The Colorado case involves alleged credit card fraud of $80 million through use of 700 straw buyers.
This is all related to a scam under investigation since October, 2007 by people from the Former Soviet Union who came here on visas. The complaint alleges a criminal enterprise is behind their actions. It alleges they formed phony businesses, got credit cards and loans and didn't pay them back. It was a "bust out scheme."
Back to Gonzalez, how did he allegedly pull it off?
According to the indictment, Gonazalez and his two Russian coconspirators would hack into corporate computer networks and secretly place "malware," or malicious software, that would allow them backdoor access to the networks later to steal data.
As to his other cases: The DOJ press release today says:
Gonzalez is currently in federal custody.
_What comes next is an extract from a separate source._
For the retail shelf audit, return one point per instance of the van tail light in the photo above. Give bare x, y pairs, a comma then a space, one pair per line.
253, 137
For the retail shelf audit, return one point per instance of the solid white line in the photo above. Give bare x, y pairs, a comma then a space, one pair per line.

In May 2008, the U.S. Attorney’s Office for the Eastern District of New York charged Gonzalez for his alleged role in the hacking of a computer network run by a national restaurant chain. Trial on those charges is scheduled to begin in Long Island, N.Y., in September 2009.
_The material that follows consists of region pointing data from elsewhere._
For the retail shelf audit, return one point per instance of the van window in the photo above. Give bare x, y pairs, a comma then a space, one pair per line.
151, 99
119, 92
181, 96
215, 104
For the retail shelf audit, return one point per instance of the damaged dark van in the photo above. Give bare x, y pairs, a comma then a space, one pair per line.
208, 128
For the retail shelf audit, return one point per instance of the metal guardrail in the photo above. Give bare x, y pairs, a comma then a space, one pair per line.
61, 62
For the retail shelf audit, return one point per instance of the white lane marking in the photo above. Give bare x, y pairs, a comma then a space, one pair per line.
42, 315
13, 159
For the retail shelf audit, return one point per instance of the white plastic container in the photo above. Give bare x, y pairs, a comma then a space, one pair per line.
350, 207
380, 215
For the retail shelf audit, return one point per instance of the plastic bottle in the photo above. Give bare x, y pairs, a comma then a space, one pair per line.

In August of 2008, the Justice Department announced an additional series of indictments against Gonzalez and others for a number of retail hacks affecting eight major retailers and involving the theft of data related to 40 million credit cards. Those charges were filed in the District of Massachusetts. Gonzalez is scheduled for trial on those charges in 2010.
The charges announced today relate to a different pattern of hacking activity that targeted different corporate victims and involved different co-conspirators.
Here's his 2008 indictment in Mass.
I wonder how many people went to jail because of his testimony as an informant.